The One Hack You Need To Peel Onions Faster And Easier

Let's face it: Peeling onions is a huge pain. It's as if each layer has conspired with the next to trip up your hands and make the whole process exceedingly frustrating. The papery outer layer never comes off in one piece. The thin membrane-like film sticks to the rest of the vegetable instead of coming off cleanly, and the remaining sheets can get slippery and tough to maneuver. But there's one simple hack you can use to peel onions faster and easier.


The tip, shared by recipe developer and food blogger Kate Ramos on Instagram, is genius, and it might make you ask yourself, "Why didn't I think of that?" When cutting away the ends of the onion, you should avoid making cuts that go all the way through. This creates a sort of flap on the ends that functions as a handy pull tab. Pull and peel away to remove the outer layers of the onion.

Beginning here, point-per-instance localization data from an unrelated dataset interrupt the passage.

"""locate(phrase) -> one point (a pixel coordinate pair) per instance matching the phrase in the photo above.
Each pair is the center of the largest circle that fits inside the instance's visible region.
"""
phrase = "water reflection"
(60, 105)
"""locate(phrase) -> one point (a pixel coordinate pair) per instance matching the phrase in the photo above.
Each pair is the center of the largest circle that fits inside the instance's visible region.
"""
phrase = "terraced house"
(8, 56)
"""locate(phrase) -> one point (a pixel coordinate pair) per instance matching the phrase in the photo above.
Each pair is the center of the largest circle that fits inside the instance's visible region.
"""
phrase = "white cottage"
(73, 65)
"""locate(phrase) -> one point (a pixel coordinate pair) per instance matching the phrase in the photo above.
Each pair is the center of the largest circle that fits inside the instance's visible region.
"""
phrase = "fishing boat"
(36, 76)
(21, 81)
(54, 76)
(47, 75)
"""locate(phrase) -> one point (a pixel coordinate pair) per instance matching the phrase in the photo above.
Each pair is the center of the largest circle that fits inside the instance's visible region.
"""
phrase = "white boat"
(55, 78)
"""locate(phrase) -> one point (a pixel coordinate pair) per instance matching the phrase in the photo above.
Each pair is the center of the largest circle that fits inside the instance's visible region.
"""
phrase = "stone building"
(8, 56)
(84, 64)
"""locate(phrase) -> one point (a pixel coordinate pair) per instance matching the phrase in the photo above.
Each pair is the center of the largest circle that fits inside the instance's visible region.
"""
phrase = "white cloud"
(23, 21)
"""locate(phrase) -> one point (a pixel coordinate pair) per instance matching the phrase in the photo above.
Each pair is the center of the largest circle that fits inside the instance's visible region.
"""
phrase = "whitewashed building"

What to do with your naked onions

This onion-peeling hack is far easier than the alternative, using your hands to remove the skins and peels, which typically just results in frustration as they come off in small bits and pieces. Plus, this way you're left with a shiny whole onion sans its wrappings. A peeled onion is a versatile and convenient base for a variety of dishes. One popular use for a whole peeled onion is a bloomin' onion, a deep-fried appetizer that is both visually impressive and incredibly flavorful (just ask any Outback Steakhouse patron). The onion is cut into a flower shape, battered, fried until crispy, and served with a tangy dipping sauce.


You can also use Ramos' tip to roast the onions whole. Simply drizzle the onions with olive oil, season with a bit of salt and pepper, and roast them in the oven until they are tender and caramelized. This method really highlights the natural sweetness of the onion, making it a delicious side dish or a complement to roasted meats.

Put those peels and skins to use

Because this peeling hack leaves you with (mostly) intact onion peels and skins, it's easy to repurpose them. One of the absolute best uses for onion peels and skins is to infuse them into your homemade stock or broth for a savory allium flavor. Save up enough skins by storing them in a zip top bag in the freezer and then toss them into your next batch of stock to steep. They add a nice depth of flavor and are easy to strain out at the end. Onion skins also add a nice boost of antioxidants and flavonoids.


You can also use those old onion skins to make homemade onion powder. Give them a wash, and be sure to thoroughly dry the skins before crisping them in the oven until they're nice and brittle. Let them cool, then grind the dried skins in a spice grinder or blender until they form a fine powder. Use the finished product as seasoning for soups, roasted vegetables, or anything you might normally use onion powder in. We all know onions as one of the most versatile ingredients. But now, by using Kate Ramos' peeling hack, the skins and peels can be used in a variety of other ways, too.